Baldur Norddahl wrote on 5/31/2015 1:13 PM:
Remember this:
1) for inbound traffic there will be no difference at all.
2) routers will ignore a static route if the link is down. If you can get BFD from the providers then even better.
So you can emulate 99% of what you get with full routes by loading in static routes. A simple example would be adding a 0.0.0.0/1 route to one provider and 128.0.0.0/1 route to the other and get approximately 50% load sharing.
You will still get redundancy as the route will ignored if the link is down and traffic will follow the default route to the other transit provider.
Something to point out: Sometimes the device you connect to is up, but has no reachability to the rest of the world. Using static routes is.. well.. static. There are a few cases (such as the one mentioned) where a static route can be somewhat dynamic. Another case is when the static route next hop does not respond to ARP requests or some machines have the ability to perform triggered actions on some sort of event/test. But why bother with BGP if you're just going to override its decisions by using static routes?

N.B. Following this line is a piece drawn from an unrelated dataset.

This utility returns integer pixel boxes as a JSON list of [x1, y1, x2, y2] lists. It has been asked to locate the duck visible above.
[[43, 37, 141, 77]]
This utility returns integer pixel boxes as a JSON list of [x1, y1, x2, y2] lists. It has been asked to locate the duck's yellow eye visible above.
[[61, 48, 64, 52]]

As another commenter mentioned, using anything less than a full table is a compromise. If one wants the redundancy in the case of an upstream ISP outage, take full routes. If one wants the traffic engineering flexibility, take full routes and use a BGP knob like route maps to modify existing prefixes rather than make up your own. A default route of last resort is fine; Overriding BGP through static routes degrades the utility of BGP.